Der chinesische Besuch wird als weitaus bedeutsamer interpretiert als ein üblicher Austausch zwischen zwei Regionalmächten.
Dies steht in krassem Gegensatz zu Bidens Ankündigung, weder China noch Russland oder der Iran sollten in Erwägung ziehen, das von den USA hinterlassene Machtvakuum zu füllen – eine Ankündigung mit dem dunklen Unterton einer kolonialen Denkweise. Mit anderen Worten: Die USA werden die Reichtümer des Nahen Ostens vielleicht nie aufgeben.
Ihre Partner wie Saudi-Arabien versuchen jedoch, ihre eigenen Wege in Richtung Peking und Moskau zu gehen, die verlässliche und handfeste Investitionen zum beiderseitigen Nutzen anbieten, anstelle der Illusion von Sicherheit, die Washington derzeit vermittelt. So hat Saudi-Arabien beispielsweise China um Unterstützung bei der Entwicklung seines eigenen Programms für ballistische Raketen gebeten, um den Bedrohungen zu begegnen, an deren Abwehr die USA nicht interessiert sind.
Der chinesische Besuch wird als weitaus bedeutsamer interpretiert als ein üblicher Austausch zwischen zwei Regionalmächten.
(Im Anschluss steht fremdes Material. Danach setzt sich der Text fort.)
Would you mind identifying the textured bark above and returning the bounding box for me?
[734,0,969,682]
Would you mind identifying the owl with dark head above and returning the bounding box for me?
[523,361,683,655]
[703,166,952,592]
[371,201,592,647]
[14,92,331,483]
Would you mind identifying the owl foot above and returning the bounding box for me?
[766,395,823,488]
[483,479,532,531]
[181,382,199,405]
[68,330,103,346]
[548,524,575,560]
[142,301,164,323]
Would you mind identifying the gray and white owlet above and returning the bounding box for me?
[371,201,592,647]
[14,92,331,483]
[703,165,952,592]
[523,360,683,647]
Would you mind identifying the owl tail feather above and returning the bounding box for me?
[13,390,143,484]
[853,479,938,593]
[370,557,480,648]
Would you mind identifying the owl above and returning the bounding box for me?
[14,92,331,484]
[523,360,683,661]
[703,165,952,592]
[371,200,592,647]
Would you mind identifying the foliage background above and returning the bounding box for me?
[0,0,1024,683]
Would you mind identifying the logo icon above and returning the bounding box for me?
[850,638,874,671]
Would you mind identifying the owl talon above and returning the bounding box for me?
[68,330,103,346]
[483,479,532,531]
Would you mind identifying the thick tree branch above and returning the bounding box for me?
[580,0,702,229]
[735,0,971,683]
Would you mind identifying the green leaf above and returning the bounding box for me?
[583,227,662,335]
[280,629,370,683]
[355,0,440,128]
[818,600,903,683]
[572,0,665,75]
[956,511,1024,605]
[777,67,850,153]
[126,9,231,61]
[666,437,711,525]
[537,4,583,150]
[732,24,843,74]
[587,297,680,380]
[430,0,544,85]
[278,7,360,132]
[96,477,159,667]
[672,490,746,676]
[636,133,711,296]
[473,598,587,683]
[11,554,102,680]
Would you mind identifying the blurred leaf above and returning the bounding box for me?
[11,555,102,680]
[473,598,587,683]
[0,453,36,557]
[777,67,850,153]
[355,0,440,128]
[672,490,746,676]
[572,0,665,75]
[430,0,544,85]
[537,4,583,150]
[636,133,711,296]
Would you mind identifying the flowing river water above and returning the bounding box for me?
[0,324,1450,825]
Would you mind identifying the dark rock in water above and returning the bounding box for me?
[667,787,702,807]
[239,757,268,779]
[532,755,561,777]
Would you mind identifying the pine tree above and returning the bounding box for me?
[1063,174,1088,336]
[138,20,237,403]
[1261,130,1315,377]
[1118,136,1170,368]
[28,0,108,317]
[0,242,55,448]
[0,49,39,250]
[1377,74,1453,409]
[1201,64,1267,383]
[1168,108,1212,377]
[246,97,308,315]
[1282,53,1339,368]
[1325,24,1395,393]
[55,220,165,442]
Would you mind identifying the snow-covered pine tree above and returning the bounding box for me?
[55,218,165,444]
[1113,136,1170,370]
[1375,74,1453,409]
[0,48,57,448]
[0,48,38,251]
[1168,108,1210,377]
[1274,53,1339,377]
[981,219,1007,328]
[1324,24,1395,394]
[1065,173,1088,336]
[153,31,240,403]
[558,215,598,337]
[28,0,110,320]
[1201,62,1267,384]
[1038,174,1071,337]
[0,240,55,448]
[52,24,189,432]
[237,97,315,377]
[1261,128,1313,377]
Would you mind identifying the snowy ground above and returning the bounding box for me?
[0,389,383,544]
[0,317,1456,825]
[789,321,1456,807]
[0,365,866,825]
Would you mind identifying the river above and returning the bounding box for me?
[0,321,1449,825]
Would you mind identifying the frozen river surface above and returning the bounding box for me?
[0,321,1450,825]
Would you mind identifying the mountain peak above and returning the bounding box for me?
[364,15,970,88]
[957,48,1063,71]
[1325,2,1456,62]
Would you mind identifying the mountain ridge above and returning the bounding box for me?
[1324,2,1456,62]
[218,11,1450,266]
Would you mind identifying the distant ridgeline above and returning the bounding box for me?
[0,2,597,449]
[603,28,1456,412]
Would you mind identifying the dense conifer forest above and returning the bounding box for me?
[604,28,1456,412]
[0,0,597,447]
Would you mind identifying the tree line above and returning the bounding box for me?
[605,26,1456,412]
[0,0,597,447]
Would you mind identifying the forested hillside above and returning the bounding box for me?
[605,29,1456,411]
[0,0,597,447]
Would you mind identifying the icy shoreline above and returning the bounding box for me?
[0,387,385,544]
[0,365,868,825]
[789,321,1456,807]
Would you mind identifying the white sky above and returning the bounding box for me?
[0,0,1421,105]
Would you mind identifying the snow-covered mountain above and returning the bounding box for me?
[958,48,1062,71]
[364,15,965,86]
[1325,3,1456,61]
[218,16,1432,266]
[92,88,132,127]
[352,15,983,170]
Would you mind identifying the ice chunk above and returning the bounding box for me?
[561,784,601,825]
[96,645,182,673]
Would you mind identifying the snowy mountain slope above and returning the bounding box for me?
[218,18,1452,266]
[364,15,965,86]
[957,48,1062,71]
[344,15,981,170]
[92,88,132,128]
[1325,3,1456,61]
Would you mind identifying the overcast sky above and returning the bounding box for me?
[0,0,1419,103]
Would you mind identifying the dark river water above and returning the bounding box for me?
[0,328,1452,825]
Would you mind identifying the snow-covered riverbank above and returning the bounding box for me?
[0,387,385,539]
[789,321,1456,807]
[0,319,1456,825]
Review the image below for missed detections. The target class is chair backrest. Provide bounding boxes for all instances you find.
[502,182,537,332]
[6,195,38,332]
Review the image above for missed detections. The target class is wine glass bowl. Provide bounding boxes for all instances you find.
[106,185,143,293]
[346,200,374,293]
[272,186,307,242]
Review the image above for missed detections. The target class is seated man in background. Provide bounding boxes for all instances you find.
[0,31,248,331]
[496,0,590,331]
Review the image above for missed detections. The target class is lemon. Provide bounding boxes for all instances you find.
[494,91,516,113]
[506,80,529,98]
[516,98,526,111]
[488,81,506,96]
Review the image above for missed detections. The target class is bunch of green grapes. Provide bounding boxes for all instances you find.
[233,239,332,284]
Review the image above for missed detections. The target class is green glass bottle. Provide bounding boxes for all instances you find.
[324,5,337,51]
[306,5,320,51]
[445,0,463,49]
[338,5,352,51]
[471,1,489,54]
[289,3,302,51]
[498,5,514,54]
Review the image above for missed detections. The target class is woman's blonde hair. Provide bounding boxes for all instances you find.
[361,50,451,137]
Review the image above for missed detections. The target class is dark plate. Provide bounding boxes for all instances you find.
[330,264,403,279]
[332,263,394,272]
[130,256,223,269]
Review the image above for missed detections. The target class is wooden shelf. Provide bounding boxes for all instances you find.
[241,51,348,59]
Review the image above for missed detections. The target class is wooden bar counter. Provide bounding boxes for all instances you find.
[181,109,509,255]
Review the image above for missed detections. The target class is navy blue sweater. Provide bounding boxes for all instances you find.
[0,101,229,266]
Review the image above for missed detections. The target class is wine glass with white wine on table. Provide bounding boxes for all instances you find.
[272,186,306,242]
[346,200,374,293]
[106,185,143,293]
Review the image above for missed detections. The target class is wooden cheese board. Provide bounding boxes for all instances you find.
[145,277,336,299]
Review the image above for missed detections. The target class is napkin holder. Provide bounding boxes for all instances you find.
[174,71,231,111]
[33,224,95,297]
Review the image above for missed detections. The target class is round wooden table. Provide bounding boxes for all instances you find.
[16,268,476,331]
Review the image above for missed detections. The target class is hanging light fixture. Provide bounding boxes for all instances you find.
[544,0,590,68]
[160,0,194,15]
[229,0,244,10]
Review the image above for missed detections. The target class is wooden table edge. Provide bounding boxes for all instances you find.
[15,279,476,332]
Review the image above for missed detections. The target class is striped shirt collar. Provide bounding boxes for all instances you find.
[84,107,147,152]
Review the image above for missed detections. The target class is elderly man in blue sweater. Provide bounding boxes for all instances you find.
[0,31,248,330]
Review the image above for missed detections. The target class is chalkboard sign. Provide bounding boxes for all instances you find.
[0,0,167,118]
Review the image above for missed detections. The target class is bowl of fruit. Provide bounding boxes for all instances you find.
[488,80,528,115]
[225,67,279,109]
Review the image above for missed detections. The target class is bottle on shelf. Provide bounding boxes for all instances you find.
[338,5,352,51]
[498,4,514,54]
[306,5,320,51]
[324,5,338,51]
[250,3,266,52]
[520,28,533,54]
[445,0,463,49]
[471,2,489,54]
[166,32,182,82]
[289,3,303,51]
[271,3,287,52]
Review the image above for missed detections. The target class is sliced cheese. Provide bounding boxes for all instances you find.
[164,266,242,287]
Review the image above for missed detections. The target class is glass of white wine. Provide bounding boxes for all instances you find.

Denn Saudi-Arabien will in Chinas Belt and Road-Initiative einbezogen werden, indem es die Mitgliedschaft in der Shanghaier Organisation für Zusammenarbeit und möglicherweise auch in den BRICS-Staaten anstrebt. Während die Präsenz der USA im letzten Jahrhundert die Region mit Kriegen und Putschen geplagt hat, könnten engere Beziehungen zu China dem Nahen Osten endlich eine Chance auf Wohlstand bieten.
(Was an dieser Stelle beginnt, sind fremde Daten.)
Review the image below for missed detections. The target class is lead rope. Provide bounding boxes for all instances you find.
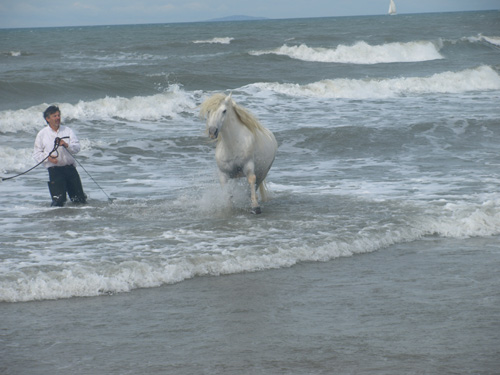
[0,137,115,202]
[0,137,69,182]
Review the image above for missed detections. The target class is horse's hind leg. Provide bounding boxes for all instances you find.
[247,174,262,214]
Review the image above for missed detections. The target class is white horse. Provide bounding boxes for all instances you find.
[200,94,278,214]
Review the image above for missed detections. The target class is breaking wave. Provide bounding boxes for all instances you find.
[250,41,443,64]
[247,66,500,99]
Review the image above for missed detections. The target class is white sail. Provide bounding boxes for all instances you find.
[388,0,396,14]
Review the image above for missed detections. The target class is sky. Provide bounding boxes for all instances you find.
[0,0,500,28]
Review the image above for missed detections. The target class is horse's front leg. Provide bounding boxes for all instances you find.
[219,170,233,207]
[247,173,262,215]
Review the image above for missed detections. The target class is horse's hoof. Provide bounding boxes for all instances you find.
[252,207,262,215]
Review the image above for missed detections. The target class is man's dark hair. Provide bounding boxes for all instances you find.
[43,105,61,120]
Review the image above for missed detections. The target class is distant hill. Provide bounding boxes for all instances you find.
[206,15,268,22]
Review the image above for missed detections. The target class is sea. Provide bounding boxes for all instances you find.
[0,11,500,375]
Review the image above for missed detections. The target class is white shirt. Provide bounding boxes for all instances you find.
[33,125,80,168]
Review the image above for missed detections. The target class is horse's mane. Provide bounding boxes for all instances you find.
[200,93,269,134]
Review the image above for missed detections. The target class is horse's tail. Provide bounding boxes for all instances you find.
[259,180,268,202]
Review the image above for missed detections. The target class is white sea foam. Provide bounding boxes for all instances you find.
[251,41,443,64]
[0,85,197,133]
[0,200,500,302]
[193,37,234,44]
[244,66,500,99]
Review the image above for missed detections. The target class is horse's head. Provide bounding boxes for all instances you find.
[200,94,233,139]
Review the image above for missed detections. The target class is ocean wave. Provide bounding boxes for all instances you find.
[250,41,443,64]
[243,66,500,99]
[0,85,197,134]
[481,36,500,47]
[458,34,500,47]
[193,37,234,44]
[0,200,500,302]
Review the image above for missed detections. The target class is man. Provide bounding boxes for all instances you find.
[33,105,87,207]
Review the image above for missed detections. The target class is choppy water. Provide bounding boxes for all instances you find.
[0,12,500,302]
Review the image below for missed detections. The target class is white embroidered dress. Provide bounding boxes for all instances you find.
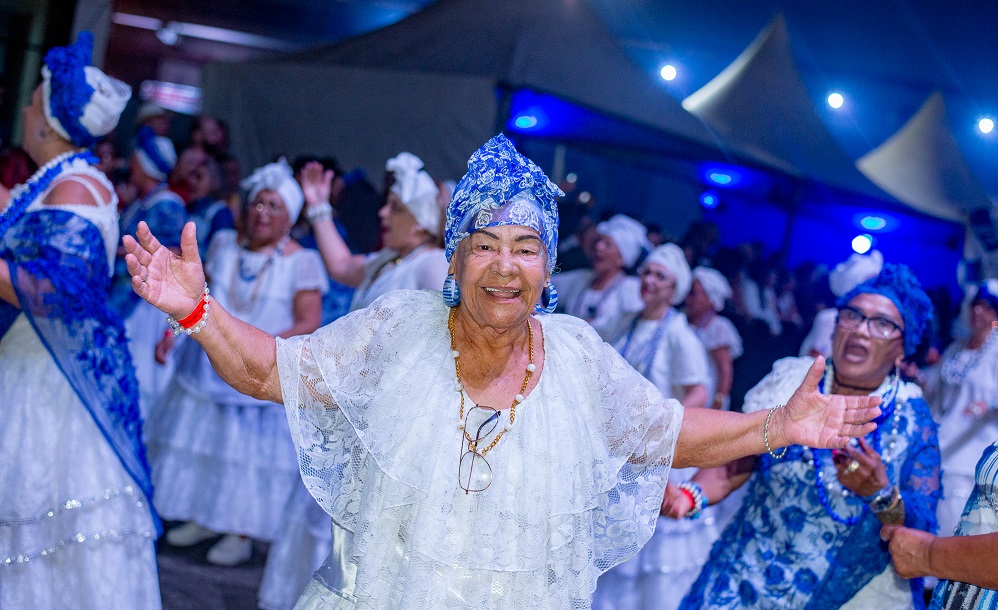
[257,247,447,610]
[277,291,682,610]
[0,163,161,610]
[593,309,721,610]
[146,230,329,540]
[930,339,998,536]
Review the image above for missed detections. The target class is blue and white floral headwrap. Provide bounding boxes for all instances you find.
[835,263,932,356]
[42,31,132,147]
[444,134,565,271]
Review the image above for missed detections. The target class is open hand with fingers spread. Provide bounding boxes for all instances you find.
[122,222,205,319]
[769,356,881,449]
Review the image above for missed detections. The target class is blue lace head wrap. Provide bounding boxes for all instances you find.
[444,134,565,271]
[42,31,132,147]
[835,263,932,356]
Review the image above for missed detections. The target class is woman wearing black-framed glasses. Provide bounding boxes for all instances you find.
[663,264,940,610]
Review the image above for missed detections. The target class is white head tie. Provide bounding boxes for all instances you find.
[385,152,443,237]
[596,214,651,267]
[239,157,305,224]
[642,244,693,305]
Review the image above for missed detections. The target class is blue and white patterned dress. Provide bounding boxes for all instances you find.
[0,161,161,610]
[929,442,998,610]
[680,358,940,610]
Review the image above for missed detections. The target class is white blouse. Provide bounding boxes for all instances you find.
[277,291,682,609]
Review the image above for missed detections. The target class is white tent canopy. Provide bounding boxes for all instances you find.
[856,91,992,222]
[683,15,893,201]
[203,0,718,177]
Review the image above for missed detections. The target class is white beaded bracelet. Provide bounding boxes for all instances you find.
[305,201,333,224]
[762,405,787,460]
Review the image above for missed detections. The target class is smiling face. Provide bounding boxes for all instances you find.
[378,191,429,252]
[246,189,291,247]
[832,294,904,388]
[641,262,676,309]
[451,226,549,330]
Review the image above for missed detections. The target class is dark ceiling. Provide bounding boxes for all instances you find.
[107,0,998,194]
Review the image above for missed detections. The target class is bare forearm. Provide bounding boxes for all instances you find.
[672,409,768,468]
[928,533,998,589]
[312,218,364,288]
[0,260,21,309]
[191,302,283,403]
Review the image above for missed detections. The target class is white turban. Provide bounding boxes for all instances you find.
[42,31,132,147]
[135,128,177,182]
[596,214,652,266]
[693,267,731,311]
[385,152,443,237]
[239,157,305,224]
[828,250,884,297]
[642,244,693,305]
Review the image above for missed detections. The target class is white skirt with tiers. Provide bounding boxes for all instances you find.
[0,315,161,610]
[146,341,299,541]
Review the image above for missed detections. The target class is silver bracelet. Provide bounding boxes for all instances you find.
[762,405,787,460]
[305,201,333,224]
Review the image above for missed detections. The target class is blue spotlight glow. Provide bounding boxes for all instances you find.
[859,216,887,231]
[700,163,744,188]
[852,234,873,254]
[513,114,537,129]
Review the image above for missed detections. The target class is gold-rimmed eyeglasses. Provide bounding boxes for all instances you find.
[457,406,499,494]
[835,306,904,341]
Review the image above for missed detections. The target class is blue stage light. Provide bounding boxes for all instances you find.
[852,234,873,254]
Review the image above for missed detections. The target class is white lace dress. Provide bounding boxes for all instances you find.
[277,291,682,610]
[0,167,161,610]
[930,340,998,536]
[593,310,721,610]
[551,269,645,341]
[258,247,447,610]
[146,231,328,541]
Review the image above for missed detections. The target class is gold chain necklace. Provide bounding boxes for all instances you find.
[447,307,537,457]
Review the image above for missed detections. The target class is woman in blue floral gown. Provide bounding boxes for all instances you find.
[664,265,940,610]
[0,33,161,610]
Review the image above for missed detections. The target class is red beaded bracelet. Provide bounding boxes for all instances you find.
[679,487,697,510]
[166,284,211,337]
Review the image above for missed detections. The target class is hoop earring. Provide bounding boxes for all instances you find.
[441,273,461,307]
[534,280,558,313]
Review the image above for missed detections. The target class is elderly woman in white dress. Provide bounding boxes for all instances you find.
[126,136,880,609]
[0,32,161,610]
[552,214,651,341]
[593,244,719,610]
[148,159,329,566]
[929,280,998,535]
[685,267,742,409]
[258,153,447,610]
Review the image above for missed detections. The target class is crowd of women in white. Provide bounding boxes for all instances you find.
[0,32,998,610]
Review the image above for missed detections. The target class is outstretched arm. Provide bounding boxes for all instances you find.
[123,222,282,403]
[880,525,998,589]
[299,161,365,288]
[673,358,880,468]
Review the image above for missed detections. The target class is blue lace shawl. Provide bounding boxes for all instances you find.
[680,398,941,610]
[0,210,161,530]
Engere Beziehungen zu China könnten dem Nahen Osten endlich eine Chance auf Wohlstand bieten.
Für viele Länder liegt die Anziehungskraft Chinas in seiner Fähigkeit, Foren und Projekte anzubieten, die sich auf eine langfristige Vision konzentrieren. Diese gehen mit einem Ausbau der Infrastruktur und anderen Investitionen einher, die auch wichtige Pfeiler der saudischen Vision 2030 des Kronprinzen sind. Die USA hingegen sind vor allem auf die Sicherung ihrer eigenen Interessen in der Region konzentriert und haben kein Interesse an Investitionen, Bauvorhaben oder sonstiger Entwicklung.
Zwar reduzieren die westlichen Länder ihren Erdölverbrauch, um ihre Umweltziele zu erreichen, was zu einer natürlichen Verlagerung der Nachfrage nach Indien und China führt. Doch Saudi-Arabien könnte trotzdem Probleme haben, seine Interessen unabhängig zu verfolgen, da von den USA Widerstand zu erwarten ist.
China und die arabische Welt haben eine gemeinsame Vision für den Aufbau einer globalen Gemeinschaft mit einer gemeinsamen Bestimmung. China ist der Ansicht, dass Peking und Riad für Multilateralismus eintreten und die Souveränität und das Selbstbestimmungsrecht der jeweils anderen Seite respektieren sollten.
Dieses gemeinsame Kerninteresse bildet die Grundlage für die wirtschaftliche, kulturelle und technologische Zusammenarbeit zwischen beiden Seiten. Leider mangelt es dem Engagement der USA in Saudi-Arabien an diesen Merkmalen. Sie haben wenig zu bieten und können gemessen an ihrer jahrzehntelangen Präsenz nicht viel vorweisen.